A ‘rule book’ to guide precision combination immunotherapies and to speed up the development of new lung cancer treatments will be created as part of a collaboration between Cancer Research UK, the Francis Crick Institute and Bristol-Myers Squibb, announced today.
The new £2.4 million research project called RUBICON – a rule book and immune atlas for combination therapy – will map out the immunology of lung cancer in detail.
The study will be led by Cancer Research UK’s chief clinician and Francis Crick Institute group leader, Professor Charles Swanton. He said: “Biological therapies, including immunotherapies are set to transform the way we treat patients and the RUBICON study will bring us a step closer to this vision.
“When we see patients with hard-to-treat cancers like lung, we struggle to keep up with the speed at which tumours evolve, become aggressive and resistant to treatment. Our research so far has uncovered many of cancer’s evolutionary secrets, opening opportunities for us to develop new and targeted biological therapies, and understand how they can be combined to maximum effect.
“By learning more about immune suppressive cell types – the molecules they express and how stable they are during disease evolution – we hope researchers can start to develop molecularly targeted immunotherapy combination strategies.”
The innovative project builds on Cancer Research UK’s strategic investment in lung cancer, enhancing our understanding of cancer evolution through tumour samples and data prospectively gathered and analysed as part of the TRACERx* and PEACE** studies, led by Professor Swanton and his team at the Cancer Research UK-Lung Cancer Centre of Excellence at UCL.
Multidisciplinary researchers at the Francis Crick Institute will use state of the art technologies, including deep learning and artificial intelligence tools, to analyse tumour samples and data from TRACERx and PEACE. This will allow them to map an atlas of immune cell activity across distinct tumour regions, and to understand how the incredibly complex tumour immune microenvironment evolves and develops over time.
Veronique Birault, head of translation at the Francis Crick Institute, said: “This project is a fantastic example of the industry and charity sectors working together to support world-class discovery science for the benefit of patients. The project wouldn’t be possible without Cancer Research UK’s significant investment in research, amplified by the complementary expertise of three different cancer labs collaborating at the Crick. This new funding will allow our scientists to map out the immune landscape around lung tumours to develop better combination therapies for patients.”
Dr Iain Foulkes, Cancer Research UK’s executive director of research and innovation, said: “We’re pleased to bring together these partners of industry and academia to advance this ambitious study.
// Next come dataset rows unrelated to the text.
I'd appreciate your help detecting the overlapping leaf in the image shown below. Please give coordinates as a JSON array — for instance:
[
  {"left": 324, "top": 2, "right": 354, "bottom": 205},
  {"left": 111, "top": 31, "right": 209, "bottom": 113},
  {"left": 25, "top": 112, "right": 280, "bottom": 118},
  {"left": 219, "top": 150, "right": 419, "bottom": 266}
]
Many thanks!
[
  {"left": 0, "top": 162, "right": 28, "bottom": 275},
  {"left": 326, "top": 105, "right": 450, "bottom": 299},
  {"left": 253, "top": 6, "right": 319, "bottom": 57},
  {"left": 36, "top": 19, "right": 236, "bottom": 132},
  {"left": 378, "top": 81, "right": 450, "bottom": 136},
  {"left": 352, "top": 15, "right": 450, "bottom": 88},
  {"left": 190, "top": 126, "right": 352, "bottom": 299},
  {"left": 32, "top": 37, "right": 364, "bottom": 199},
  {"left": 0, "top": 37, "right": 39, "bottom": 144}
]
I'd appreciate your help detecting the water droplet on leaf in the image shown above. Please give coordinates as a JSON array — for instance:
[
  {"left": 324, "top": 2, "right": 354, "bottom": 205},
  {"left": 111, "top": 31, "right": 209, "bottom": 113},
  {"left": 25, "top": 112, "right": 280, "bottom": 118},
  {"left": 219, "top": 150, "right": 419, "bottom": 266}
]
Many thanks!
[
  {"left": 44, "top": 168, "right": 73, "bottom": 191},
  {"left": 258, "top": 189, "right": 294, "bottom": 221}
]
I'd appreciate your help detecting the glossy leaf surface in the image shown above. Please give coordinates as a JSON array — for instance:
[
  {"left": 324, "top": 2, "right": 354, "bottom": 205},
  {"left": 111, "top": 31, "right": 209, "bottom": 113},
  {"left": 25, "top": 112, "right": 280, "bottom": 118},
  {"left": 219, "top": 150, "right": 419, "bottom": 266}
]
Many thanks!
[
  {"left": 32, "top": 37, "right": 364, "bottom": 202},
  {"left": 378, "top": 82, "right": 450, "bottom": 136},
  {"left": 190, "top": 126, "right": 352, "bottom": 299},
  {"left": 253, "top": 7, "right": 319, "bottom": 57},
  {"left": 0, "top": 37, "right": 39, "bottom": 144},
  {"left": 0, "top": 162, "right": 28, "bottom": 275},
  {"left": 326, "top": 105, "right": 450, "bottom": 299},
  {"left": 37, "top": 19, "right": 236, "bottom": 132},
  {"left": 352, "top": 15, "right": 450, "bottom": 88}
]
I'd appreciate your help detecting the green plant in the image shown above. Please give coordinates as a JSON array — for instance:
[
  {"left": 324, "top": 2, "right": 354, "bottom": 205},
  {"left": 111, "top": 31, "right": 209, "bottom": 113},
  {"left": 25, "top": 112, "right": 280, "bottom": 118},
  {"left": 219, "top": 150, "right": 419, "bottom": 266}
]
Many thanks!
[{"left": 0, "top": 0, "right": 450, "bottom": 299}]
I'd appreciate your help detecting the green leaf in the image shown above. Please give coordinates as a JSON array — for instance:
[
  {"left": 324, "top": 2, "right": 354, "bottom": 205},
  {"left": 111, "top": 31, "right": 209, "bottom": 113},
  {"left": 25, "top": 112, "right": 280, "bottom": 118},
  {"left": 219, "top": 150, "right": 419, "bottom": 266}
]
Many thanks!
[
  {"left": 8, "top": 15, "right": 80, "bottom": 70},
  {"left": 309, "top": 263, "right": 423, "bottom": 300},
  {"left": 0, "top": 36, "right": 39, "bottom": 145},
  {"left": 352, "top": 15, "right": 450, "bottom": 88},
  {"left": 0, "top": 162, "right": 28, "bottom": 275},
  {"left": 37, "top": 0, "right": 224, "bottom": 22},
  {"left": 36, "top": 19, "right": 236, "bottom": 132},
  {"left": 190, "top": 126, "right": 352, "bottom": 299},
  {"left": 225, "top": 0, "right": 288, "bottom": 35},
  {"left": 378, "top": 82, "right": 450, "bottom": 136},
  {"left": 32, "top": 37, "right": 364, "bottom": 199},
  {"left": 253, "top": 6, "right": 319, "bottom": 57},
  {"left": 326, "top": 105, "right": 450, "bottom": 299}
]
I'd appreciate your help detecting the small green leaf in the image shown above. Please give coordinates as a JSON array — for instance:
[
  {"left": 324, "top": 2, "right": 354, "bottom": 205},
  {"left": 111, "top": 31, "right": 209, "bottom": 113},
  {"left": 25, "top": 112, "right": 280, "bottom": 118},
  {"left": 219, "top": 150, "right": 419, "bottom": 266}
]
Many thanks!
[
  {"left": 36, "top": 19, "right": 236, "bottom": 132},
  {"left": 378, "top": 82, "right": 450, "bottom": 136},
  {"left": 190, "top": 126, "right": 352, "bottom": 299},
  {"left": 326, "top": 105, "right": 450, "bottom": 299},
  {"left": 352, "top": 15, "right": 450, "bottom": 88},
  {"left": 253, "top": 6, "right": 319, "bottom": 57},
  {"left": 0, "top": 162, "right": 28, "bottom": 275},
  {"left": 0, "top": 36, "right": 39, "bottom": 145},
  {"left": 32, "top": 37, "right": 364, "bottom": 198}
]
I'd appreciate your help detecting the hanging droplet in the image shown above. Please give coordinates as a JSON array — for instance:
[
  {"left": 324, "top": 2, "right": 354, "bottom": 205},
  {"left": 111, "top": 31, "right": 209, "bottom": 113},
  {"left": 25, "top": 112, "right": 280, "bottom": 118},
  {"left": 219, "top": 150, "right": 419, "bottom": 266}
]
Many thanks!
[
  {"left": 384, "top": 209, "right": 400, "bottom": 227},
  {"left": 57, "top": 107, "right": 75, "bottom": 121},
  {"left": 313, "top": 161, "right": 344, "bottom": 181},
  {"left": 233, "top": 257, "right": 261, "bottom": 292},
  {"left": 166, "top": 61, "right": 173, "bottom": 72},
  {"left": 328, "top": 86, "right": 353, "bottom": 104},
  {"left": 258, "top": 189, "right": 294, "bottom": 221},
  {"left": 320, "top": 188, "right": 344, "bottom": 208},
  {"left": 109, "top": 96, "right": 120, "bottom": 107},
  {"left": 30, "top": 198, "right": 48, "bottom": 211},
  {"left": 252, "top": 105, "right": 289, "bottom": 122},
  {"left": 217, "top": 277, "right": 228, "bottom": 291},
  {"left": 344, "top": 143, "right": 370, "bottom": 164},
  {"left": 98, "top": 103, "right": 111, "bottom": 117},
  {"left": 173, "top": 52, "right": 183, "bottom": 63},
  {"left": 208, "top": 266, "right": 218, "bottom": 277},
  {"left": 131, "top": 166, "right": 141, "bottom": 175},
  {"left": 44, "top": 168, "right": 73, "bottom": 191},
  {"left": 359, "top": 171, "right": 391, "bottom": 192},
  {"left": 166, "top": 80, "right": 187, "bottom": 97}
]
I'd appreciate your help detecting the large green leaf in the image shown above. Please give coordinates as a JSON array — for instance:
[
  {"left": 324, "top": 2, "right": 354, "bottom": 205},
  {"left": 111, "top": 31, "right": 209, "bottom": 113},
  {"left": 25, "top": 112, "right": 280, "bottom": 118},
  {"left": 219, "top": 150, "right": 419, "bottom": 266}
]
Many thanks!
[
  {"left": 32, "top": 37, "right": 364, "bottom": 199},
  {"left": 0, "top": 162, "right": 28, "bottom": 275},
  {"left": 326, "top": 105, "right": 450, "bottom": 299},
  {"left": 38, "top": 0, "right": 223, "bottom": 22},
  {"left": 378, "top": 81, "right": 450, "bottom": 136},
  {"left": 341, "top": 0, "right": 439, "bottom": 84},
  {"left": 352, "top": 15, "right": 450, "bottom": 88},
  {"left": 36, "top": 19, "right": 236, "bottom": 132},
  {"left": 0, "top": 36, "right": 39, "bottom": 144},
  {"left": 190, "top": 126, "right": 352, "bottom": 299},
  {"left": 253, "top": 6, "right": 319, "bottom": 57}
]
As we delve ever deeper into the tumour microenvironment, we can equip ourselves with the necessary knowledge to take the next steps toward truly personalised cancer treatments.
“Lung cancer is a disease for which there has been very little improvement in patient survival over the last 40 years. We look forward to seeing how new treatment combinations that arise from this study could make a real difference for these patients.”
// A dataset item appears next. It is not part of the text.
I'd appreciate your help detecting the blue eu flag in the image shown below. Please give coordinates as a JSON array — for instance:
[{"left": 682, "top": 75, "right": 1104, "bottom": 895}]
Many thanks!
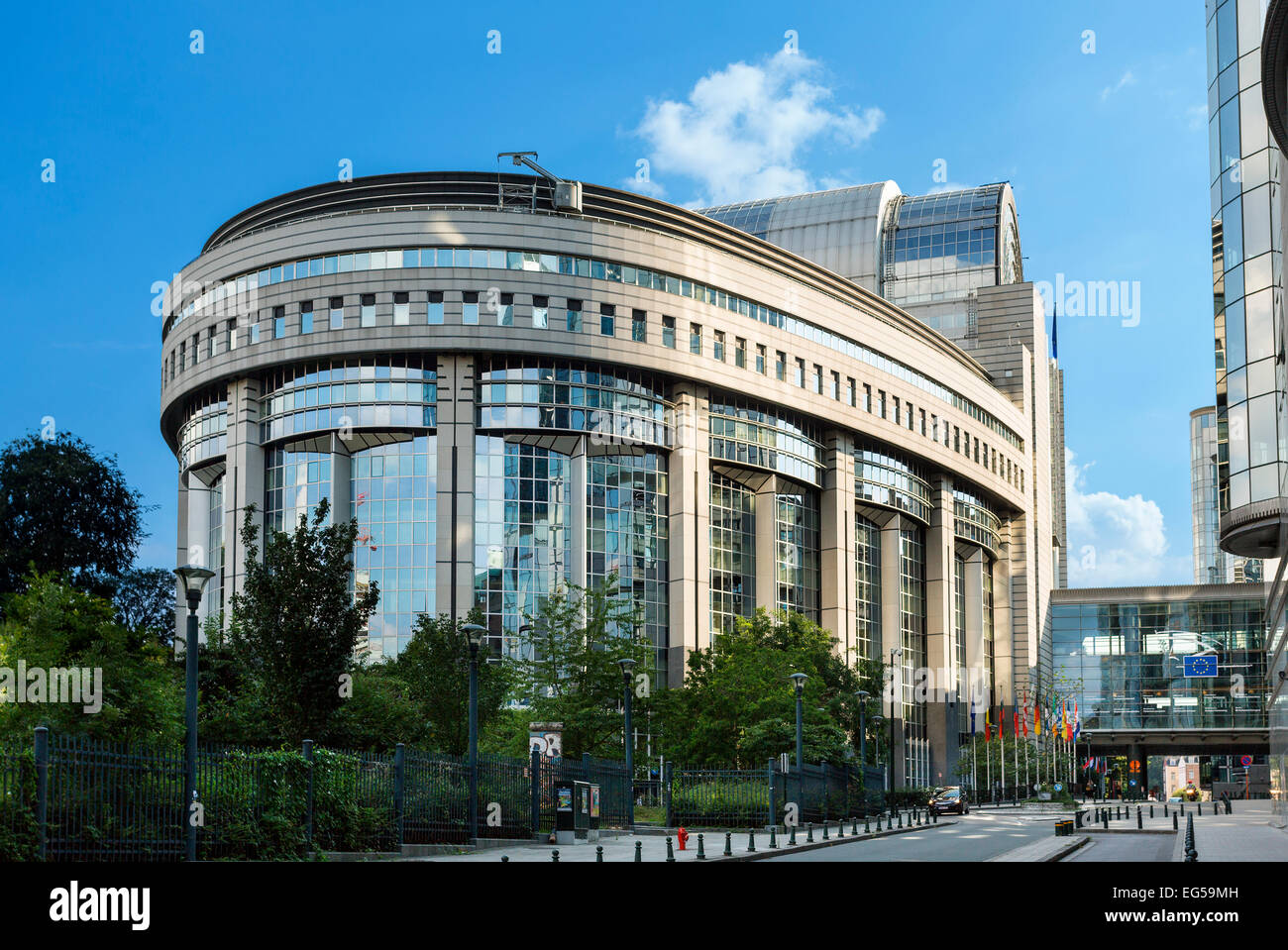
[{"left": 1182, "top": 654, "right": 1216, "bottom": 676}]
Bristol-Myers Squibb will provide £2.4 million in funding for the RUBICON project.
“Bristol-Myers Squibb is proud to be part of this innovative research initiative. We look for first-class science everywhere and we know that continued progress in cancer can only happen through strong collaboration with scientists, academic researchers, clinicians and patients who participated in clinical trials,” said Tom Lynch, M.D., Executive Vice President and Chief Scientific Officer, Bristol-Myers Squibb.
“The UK has a strong heritage in cutting edge research and, through this RUBICON project, we believe further progress will be made for lung cancer patients across the world.”
*TRACERx (Tracking Cancer Evolution through therapy (Rx)) is the single biggest investment in lung cancer research by Cancer Research UK. Taking place over nine years, the translational research programme is the first study to look at the evolution of cancer in real time and immense detail. Researchers follow patients with lung cancer all the way from diagnosis through to either disease relapse or cure after surgery, tracking and analysing how their cancer develops. TRACERx is led by UCL (University College London) via the Cancer Research UK Lung Cancer Centre of Excellence and also supported by the National Institute for Health Research, University College London Hospitals Biomedical Research Centre, Francis Crick Institute and the Rosetrees Trust.
**The Cancer Research UK funded PEACE (Posthumous Evaluation of Advanced Cancer Environment) study, led by UCL via the Cancer Research UK Lung Cancer Centre of Excellence, is the UK’s first ever national study collecting blood and tissue samples from patients who have died from cancer, to enable research to shed light on what happens during the final stages of the disease.